Series of short films

From 1929 to 1931, Metro-Goldwyn-Mayer produced a series of nine short films called Dogville Comedies, sometimes referenced as "barkies" (in a parody of "talkies", the first three films used "AN ALL BARKIE" in the opening credits). The actors in these films were trained dogs dressed to parody performers in contemporary films. The dogs' "dialogue" was dubbed by actors and voice artists, including Pete Smith.

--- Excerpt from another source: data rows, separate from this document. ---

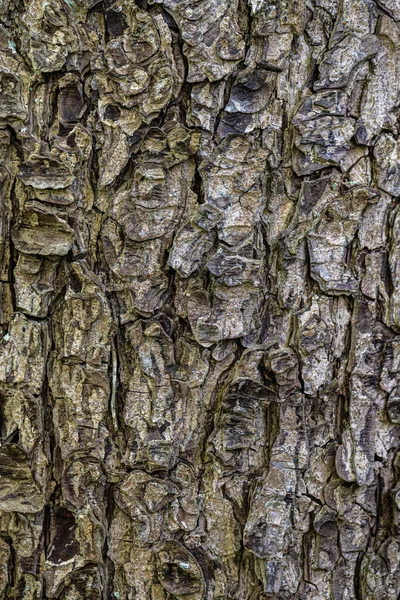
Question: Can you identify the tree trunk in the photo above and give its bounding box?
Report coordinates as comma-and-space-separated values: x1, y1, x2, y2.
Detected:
0, 0, 400, 600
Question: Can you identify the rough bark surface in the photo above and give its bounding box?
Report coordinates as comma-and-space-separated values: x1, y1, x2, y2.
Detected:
0, 0, 400, 600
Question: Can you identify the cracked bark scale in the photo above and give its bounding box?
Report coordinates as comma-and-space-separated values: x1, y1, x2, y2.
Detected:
0, 0, 400, 600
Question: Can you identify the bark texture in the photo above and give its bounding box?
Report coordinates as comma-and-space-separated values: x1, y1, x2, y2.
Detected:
0, 0, 400, 600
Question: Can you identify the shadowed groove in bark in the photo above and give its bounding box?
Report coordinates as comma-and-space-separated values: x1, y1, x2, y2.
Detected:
0, 0, 400, 600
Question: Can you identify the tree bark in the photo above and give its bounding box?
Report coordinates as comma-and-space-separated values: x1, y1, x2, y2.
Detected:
0, 0, 400, 600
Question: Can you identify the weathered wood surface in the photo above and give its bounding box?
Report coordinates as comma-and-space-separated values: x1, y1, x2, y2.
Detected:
0, 0, 400, 600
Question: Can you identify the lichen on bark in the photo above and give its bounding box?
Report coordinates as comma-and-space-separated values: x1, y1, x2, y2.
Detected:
0, 0, 400, 600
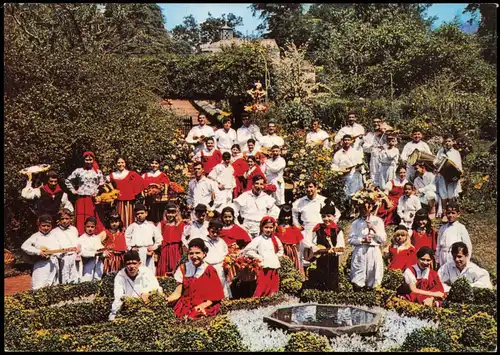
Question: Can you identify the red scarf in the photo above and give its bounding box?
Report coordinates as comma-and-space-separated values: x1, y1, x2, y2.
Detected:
42, 184, 62, 196
260, 216, 279, 253
83, 152, 99, 173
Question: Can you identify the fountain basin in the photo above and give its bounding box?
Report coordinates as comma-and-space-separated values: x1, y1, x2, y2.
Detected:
264, 303, 383, 337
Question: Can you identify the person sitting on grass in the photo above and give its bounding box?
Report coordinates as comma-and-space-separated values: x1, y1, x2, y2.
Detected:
398, 247, 445, 307
167, 238, 224, 319
108, 250, 163, 321
384, 225, 417, 271
438, 242, 493, 293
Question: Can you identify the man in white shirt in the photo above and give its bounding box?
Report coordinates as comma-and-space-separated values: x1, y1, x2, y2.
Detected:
187, 162, 217, 211
401, 128, 432, 183
263, 145, 286, 206
233, 175, 279, 238
236, 113, 262, 152
108, 250, 163, 321
438, 242, 493, 293
260, 121, 285, 149
214, 117, 237, 153
334, 112, 365, 156
125, 203, 162, 275
332, 134, 364, 215
306, 119, 330, 149
186, 113, 214, 154
208, 152, 236, 213
292, 180, 340, 266
414, 161, 436, 219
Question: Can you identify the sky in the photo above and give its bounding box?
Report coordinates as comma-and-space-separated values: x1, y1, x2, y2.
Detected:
158, 3, 478, 35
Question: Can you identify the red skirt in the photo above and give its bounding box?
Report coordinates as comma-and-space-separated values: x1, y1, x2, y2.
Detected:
253, 268, 280, 297
156, 242, 182, 276
75, 196, 104, 236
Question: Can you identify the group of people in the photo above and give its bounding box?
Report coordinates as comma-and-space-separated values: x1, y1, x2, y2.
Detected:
22, 113, 492, 319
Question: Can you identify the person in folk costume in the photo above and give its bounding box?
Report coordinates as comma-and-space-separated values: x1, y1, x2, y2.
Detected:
21, 214, 60, 290
208, 152, 236, 213
65, 152, 105, 234
276, 204, 304, 275
108, 250, 163, 321
181, 203, 208, 250
193, 137, 222, 176
348, 199, 386, 291
401, 128, 432, 183
397, 182, 422, 228
186, 112, 215, 154
78, 217, 104, 281
332, 134, 364, 216
231, 144, 248, 198
311, 203, 345, 291
107, 156, 147, 228
101, 211, 127, 274
21, 170, 73, 222
142, 157, 170, 223
220, 207, 252, 249
233, 175, 279, 238
125, 203, 162, 273
167, 238, 224, 319
384, 225, 417, 271
434, 135, 463, 222
413, 161, 437, 219
214, 117, 237, 153
264, 145, 286, 206
410, 208, 437, 258
398, 247, 445, 307
241, 216, 283, 297
370, 135, 399, 189
334, 111, 365, 153
436, 202, 472, 268
202, 219, 231, 298
438, 242, 493, 293
52, 208, 80, 284
306, 119, 330, 149
156, 202, 184, 277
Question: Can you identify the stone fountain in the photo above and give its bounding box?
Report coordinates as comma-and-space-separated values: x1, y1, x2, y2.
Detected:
264, 303, 383, 337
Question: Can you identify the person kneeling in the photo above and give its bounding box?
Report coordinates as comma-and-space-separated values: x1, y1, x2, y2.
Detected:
398, 246, 445, 307
167, 238, 224, 319
109, 250, 163, 321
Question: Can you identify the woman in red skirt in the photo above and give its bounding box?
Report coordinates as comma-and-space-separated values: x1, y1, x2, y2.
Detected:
167, 238, 224, 319
277, 204, 304, 273
108, 157, 147, 229
398, 247, 445, 307
242, 216, 283, 297
156, 202, 184, 276
102, 212, 127, 274
65, 152, 105, 235
384, 225, 417, 271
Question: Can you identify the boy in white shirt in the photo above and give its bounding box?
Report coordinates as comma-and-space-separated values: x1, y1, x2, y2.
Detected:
125, 203, 162, 274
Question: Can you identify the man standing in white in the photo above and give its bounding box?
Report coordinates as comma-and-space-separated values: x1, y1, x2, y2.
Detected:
260, 121, 285, 149
348, 201, 387, 291
186, 113, 214, 154
334, 112, 365, 155
401, 128, 432, 183
214, 117, 237, 153
436, 203, 472, 265
292, 180, 340, 266
306, 119, 330, 149
233, 175, 280, 238
108, 250, 163, 321
125, 203, 162, 275
264, 145, 286, 206
236, 113, 262, 152
208, 152, 236, 213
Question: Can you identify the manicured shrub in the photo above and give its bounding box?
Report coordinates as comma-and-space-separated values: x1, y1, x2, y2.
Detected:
285, 332, 333, 352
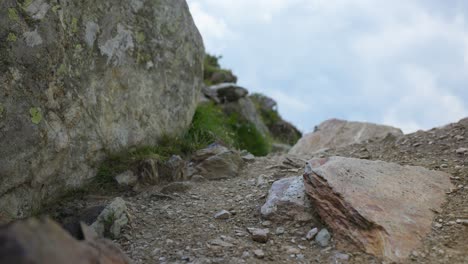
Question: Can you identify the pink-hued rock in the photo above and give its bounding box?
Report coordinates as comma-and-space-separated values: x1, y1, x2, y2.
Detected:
304, 157, 452, 261
289, 119, 403, 156
0, 219, 131, 264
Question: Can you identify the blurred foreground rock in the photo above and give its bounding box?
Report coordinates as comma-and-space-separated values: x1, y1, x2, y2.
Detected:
0, 219, 131, 264
304, 157, 452, 261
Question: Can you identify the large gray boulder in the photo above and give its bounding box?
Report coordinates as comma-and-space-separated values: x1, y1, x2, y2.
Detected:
0, 0, 204, 221
304, 157, 453, 263
289, 119, 403, 156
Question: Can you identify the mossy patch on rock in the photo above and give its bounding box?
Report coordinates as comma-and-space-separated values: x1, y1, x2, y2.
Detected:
0, 104, 5, 118
135, 32, 146, 44
8, 8, 19, 22
70, 17, 78, 33
7, 32, 18, 42
29, 107, 42, 125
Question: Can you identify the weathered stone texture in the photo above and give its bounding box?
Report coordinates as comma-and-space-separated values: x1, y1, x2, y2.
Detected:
0, 0, 204, 220
304, 157, 453, 262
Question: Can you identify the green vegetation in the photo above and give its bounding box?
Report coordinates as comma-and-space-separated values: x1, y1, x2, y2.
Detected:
70, 17, 78, 33
8, 8, 19, 21
91, 103, 271, 190
7, 32, 18, 42
229, 114, 271, 156
135, 31, 146, 44
250, 94, 302, 145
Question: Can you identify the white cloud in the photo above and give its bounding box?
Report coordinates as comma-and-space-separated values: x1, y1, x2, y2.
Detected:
383, 65, 468, 133
270, 90, 311, 113
189, 0, 468, 132
189, 1, 231, 50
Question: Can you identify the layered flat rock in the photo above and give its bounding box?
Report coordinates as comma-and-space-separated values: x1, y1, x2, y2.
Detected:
304, 157, 452, 261
289, 119, 403, 156
0, 219, 131, 264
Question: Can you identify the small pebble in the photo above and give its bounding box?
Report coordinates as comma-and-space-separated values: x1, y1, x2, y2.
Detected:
214, 210, 231, 220
254, 249, 265, 259
306, 228, 318, 240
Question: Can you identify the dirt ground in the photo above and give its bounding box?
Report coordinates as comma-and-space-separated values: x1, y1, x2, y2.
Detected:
51, 120, 468, 264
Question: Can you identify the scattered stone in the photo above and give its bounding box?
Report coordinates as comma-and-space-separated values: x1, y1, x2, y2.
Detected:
159, 155, 189, 182
304, 157, 452, 261
209, 83, 249, 103
306, 228, 318, 240
333, 253, 349, 263
271, 143, 292, 153
315, 228, 331, 247
191, 175, 208, 182
161, 182, 193, 194
275, 226, 286, 236
242, 153, 255, 162
256, 174, 268, 187
214, 210, 231, 220
115, 170, 138, 186
289, 119, 403, 156
261, 176, 314, 222
455, 148, 468, 155
247, 228, 270, 243
254, 249, 265, 259
282, 246, 301, 255
209, 238, 234, 248
193, 144, 244, 180
91, 197, 128, 239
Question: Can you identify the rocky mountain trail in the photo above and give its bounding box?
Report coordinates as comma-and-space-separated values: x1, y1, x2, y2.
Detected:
0, 0, 468, 264
3, 117, 468, 263
49, 155, 371, 263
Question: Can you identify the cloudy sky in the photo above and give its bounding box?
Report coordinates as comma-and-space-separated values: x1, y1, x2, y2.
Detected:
188, 0, 468, 132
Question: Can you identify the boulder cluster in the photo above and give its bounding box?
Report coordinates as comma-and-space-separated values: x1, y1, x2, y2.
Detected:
0, 0, 468, 264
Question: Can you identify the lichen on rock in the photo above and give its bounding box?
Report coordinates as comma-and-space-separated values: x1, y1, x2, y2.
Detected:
0, 0, 204, 220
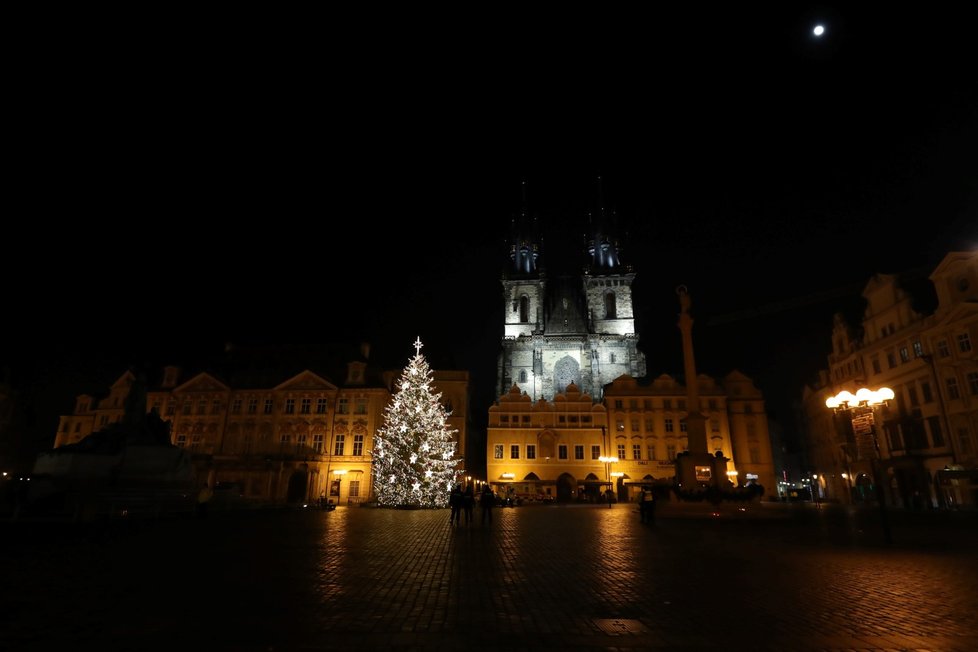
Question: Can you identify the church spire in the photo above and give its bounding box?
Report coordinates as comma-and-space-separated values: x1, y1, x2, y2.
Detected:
587, 176, 622, 274
508, 179, 542, 276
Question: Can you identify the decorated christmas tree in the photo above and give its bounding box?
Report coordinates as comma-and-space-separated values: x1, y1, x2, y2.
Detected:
373, 338, 461, 507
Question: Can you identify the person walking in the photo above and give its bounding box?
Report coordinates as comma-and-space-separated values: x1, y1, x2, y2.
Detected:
479, 485, 496, 525
448, 484, 465, 525
638, 487, 655, 523
462, 484, 475, 525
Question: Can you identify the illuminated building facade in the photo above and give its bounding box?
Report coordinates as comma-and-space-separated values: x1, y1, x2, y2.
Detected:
486, 212, 775, 501
49, 347, 469, 504
803, 252, 978, 509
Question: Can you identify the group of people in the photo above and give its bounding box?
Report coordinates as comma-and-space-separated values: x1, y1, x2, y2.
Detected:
448, 484, 496, 525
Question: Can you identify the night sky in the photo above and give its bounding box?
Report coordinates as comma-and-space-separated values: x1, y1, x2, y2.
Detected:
0, 3, 978, 464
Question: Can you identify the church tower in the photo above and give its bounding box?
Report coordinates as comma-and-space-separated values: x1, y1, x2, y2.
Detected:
496, 178, 645, 402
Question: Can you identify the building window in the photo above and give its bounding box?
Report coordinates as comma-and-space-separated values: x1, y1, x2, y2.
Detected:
907, 385, 920, 406
965, 371, 978, 396
604, 292, 618, 320
958, 428, 974, 457
920, 380, 934, 403
958, 333, 971, 353
945, 378, 961, 401
927, 416, 944, 448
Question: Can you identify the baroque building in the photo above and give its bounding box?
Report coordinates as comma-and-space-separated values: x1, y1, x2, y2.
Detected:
802, 252, 978, 509
54, 345, 469, 504
486, 210, 775, 501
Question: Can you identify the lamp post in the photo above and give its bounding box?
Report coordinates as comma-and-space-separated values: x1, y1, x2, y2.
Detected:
598, 455, 618, 509
825, 387, 894, 544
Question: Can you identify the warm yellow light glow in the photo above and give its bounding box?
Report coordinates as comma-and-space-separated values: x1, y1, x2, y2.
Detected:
825, 387, 895, 410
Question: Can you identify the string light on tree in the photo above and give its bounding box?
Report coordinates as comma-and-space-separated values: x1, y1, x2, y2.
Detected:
373, 338, 462, 507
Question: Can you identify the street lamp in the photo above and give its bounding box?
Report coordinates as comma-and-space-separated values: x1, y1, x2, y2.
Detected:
825, 387, 894, 543
598, 455, 618, 509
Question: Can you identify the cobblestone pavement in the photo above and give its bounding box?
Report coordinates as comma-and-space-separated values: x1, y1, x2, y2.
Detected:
0, 504, 978, 652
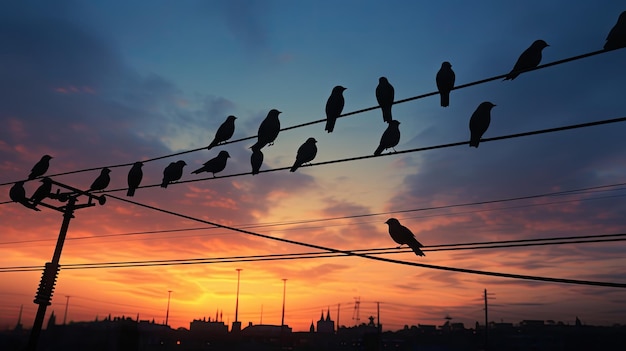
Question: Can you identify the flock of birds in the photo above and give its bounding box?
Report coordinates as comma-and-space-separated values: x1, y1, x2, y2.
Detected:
9, 11, 626, 256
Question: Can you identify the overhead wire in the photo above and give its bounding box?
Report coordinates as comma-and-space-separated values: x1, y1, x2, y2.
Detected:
0, 48, 620, 190
0, 233, 626, 273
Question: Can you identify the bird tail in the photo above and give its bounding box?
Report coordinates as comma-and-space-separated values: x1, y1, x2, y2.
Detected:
324, 119, 335, 133
409, 242, 426, 256
374, 145, 385, 156
441, 92, 450, 107
381, 105, 393, 123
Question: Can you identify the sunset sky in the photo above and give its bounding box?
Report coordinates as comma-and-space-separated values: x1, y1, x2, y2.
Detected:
0, 0, 626, 331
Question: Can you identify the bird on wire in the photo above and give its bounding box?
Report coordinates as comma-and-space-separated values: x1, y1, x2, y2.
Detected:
207, 115, 237, 150
324, 85, 347, 133
289, 138, 317, 172
385, 218, 426, 256
161, 160, 187, 188
469, 101, 496, 147
126, 161, 143, 196
88, 167, 111, 191
503, 39, 550, 80
191, 150, 230, 177
604, 11, 626, 50
9, 180, 40, 211
435, 61, 456, 107
250, 109, 282, 150
28, 155, 52, 180
374, 119, 400, 155
376, 77, 395, 123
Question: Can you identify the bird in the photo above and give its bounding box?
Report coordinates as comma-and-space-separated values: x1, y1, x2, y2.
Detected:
376, 77, 394, 123
385, 218, 426, 256
435, 61, 456, 107
28, 155, 52, 180
30, 177, 52, 207
503, 39, 550, 80
250, 149, 263, 175
250, 109, 282, 150
289, 138, 317, 172
207, 115, 237, 150
88, 167, 111, 191
9, 180, 40, 211
324, 85, 347, 133
604, 11, 626, 50
470, 101, 496, 147
161, 160, 187, 188
191, 150, 230, 177
374, 119, 400, 155
126, 161, 143, 196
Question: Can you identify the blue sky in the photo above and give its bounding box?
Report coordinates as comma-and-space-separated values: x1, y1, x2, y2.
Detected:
0, 1, 626, 330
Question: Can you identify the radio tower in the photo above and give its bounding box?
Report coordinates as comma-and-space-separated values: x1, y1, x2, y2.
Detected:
352, 296, 361, 326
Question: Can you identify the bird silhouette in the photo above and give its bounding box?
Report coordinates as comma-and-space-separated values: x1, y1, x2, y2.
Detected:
324, 85, 347, 133
376, 77, 395, 123
604, 11, 626, 50
89, 167, 111, 191
28, 155, 52, 180
9, 180, 39, 211
289, 138, 317, 172
191, 150, 230, 177
435, 61, 456, 107
385, 218, 426, 256
470, 101, 496, 147
250, 149, 263, 175
503, 39, 550, 80
374, 119, 400, 155
161, 160, 187, 188
207, 115, 237, 150
250, 109, 281, 150
30, 177, 52, 207
126, 162, 143, 196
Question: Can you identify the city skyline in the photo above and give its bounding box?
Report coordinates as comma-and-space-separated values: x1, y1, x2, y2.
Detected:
0, 0, 626, 331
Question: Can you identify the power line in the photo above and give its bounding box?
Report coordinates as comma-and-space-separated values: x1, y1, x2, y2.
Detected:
0, 48, 620, 190
0, 233, 626, 273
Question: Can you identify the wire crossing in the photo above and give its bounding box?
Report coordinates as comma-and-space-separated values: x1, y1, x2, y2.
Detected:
0, 48, 621, 190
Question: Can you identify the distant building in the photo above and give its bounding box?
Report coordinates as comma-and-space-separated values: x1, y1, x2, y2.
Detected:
311, 308, 335, 334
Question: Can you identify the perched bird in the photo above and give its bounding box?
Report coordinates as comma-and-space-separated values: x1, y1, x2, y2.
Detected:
376, 77, 395, 123
324, 85, 346, 133
28, 155, 52, 180
374, 119, 400, 155
435, 61, 456, 107
604, 11, 626, 50
289, 138, 317, 172
250, 109, 281, 150
470, 101, 496, 147
88, 167, 111, 191
191, 150, 230, 177
207, 115, 237, 150
385, 218, 426, 256
503, 39, 550, 80
30, 177, 52, 207
9, 181, 39, 211
126, 162, 143, 196
161, 160, 187, 188
250, 149, 263, 175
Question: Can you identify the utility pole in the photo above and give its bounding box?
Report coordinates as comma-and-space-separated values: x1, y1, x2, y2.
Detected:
483, 289, 495, 351
26, 182, 106, 351
165, 290, 172, 325
63, 296, 71, 325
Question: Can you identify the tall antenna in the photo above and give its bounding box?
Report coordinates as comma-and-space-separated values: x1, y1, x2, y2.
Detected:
352, 296, 361, 326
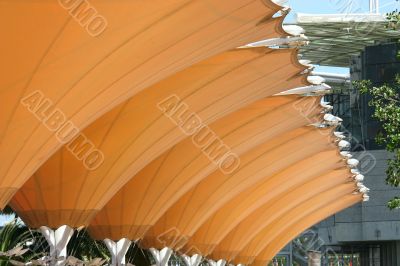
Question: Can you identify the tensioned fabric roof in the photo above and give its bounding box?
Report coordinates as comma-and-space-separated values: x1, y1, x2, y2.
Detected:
89, 96, 322, 239
0, 0, 366, 265
11, 48, 304, 227
0, 0, 284, 207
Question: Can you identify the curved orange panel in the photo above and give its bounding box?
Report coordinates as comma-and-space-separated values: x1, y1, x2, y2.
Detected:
252, 194, 362, 266
233, 188, 361, 264
0, 0, 284, 207
138, 126, 335, 248
185, 150, 345, 255
89, 96, 321, 239
211, 168, 355, 261
11, 48, 303, 227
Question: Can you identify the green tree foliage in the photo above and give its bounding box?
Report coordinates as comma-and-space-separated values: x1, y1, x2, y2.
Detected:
354, 78, 400, 209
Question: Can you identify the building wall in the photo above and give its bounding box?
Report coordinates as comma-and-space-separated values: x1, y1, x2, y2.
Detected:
315, 150, 400, 245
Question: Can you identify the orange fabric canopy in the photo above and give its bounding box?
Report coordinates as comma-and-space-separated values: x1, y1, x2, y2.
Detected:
0, 0, 284, 208
11, 48, 304, 227
89, 96, 322, 239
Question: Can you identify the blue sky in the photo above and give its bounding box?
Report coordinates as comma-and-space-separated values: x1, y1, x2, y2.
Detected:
285, 0, 400, 73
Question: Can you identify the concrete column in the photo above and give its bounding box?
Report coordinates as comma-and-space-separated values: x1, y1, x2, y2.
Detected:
104, 238, 132, 266
39, 225, 74, 265
307, 250, 321, 266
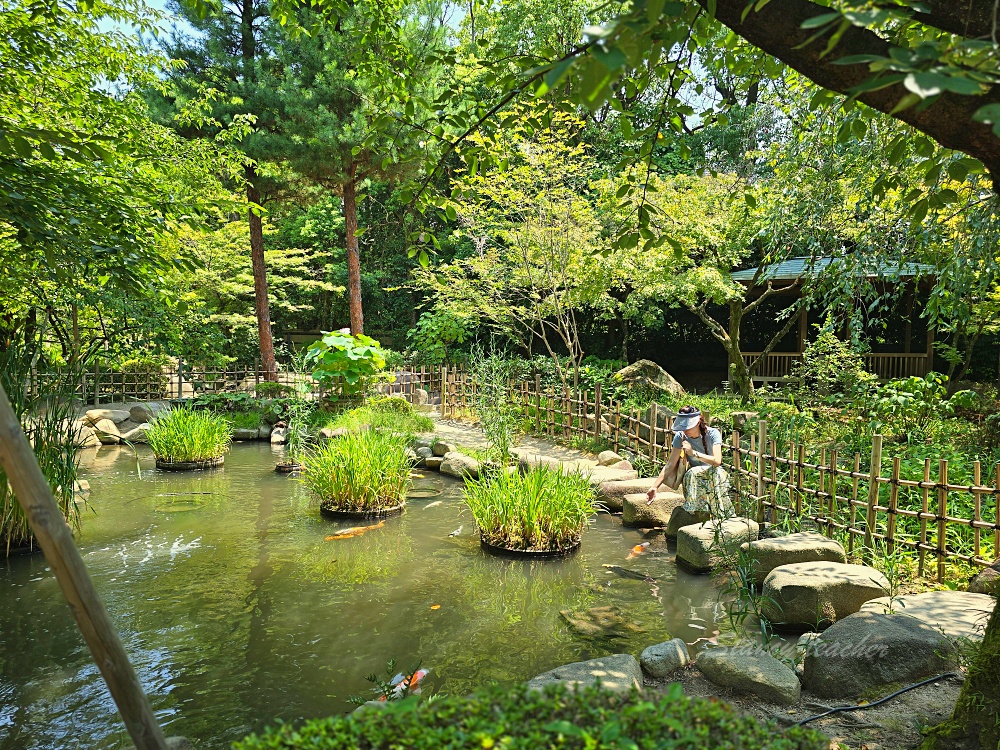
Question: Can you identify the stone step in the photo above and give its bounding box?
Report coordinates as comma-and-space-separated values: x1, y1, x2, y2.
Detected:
597, 477, 656, 513
622, 492, 684, 529
861, 591, 996, 640
677, 517, 760, 573
762, 562, 889, 630
742, 531, 847, 585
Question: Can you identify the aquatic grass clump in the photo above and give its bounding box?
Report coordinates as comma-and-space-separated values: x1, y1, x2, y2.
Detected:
465, 466, 597, 552
146, 409, 233, 463
302, 430, 413, 513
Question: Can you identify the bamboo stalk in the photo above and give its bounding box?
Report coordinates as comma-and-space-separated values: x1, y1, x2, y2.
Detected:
886, 456, 899, 552
917, 458, 931, 577
937, 458, 948, 583
972, 461, 983, 559
865, 435, 882, 553
0, 386, 167, 750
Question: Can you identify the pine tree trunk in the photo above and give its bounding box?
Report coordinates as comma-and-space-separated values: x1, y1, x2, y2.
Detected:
245, 165, 278, 380
344, 172, 365, 336
921, 607, 1000, 750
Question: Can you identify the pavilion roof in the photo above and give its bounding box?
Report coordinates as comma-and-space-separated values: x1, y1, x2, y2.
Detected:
733, 256, 936, 284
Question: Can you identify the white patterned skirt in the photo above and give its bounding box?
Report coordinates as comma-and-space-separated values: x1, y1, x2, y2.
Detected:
681, 464, 735, 518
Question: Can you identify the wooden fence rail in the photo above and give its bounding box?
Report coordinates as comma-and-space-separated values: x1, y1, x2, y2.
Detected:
441, 369, 1000, 580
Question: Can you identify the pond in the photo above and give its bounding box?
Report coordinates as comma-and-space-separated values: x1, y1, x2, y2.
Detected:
0, 443, 725, 750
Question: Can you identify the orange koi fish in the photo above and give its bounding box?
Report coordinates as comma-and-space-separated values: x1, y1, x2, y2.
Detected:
324, 521, 385, 542
625, 542, 649, 560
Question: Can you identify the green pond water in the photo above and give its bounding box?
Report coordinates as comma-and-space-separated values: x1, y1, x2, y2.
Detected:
0, 443, 725, 750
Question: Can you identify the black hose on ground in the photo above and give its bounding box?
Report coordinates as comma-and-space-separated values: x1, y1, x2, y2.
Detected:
791, 672, 958, 727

The films were directed by Zion Myers and conceived and co-directed by Jules White. Myers and White later worked on The Three Stooges comedies.

==Series titles==

College Hounds

1929
- College Hounds: a parody of college football films, such as 1926 films MGM's Brown of Harvard and FBO's One Minute to Play which stars celebrated sports idol of the 1920s and 1930s Red Grange (the main character in College Hounds is called "Red Mange")
- Hot Dog: a parody of courtroom dramas, such as MGM's Madame X, released shortly before Hot Dog where the main character is named "Clara Bone" per "It girl" Clara Bow

1930
- Who Killed Rover? a/k/a The Dogville Murder Case: a parody of Philo Vance whodunits (here "Phido Vance"), such as Paramount's The Canary Murder Case (1929)
- The Dogway Melody: a parody of talking, singing and dancing early musicals, specifically MGM's The Broadway Melody (1929)
- The Big Dog House: a parody of prison films, specifically MGM's The Big House (1930)

1931
- So Quiet on the Canine Front: a parody of World War I films, specifically Universal's All Quiet on the Western Front (1930)
- Love-Tails of Morocco: a parody of French Foreign Legion films, such as Paramount's Morocco (1930)
- The Two Barks Brothers: a parody of films with brothers on opposite sides of the law, specifically MGM's Gentleman's Fate (1931)
- Trader Hound: a parody of African jungle adventure films, specifically MGM's Trader Horn (1931)

==Home video==
The complete series of Dogville Comedies has been released on DVD by Warner Bros. as part of its Warner Archive Collection.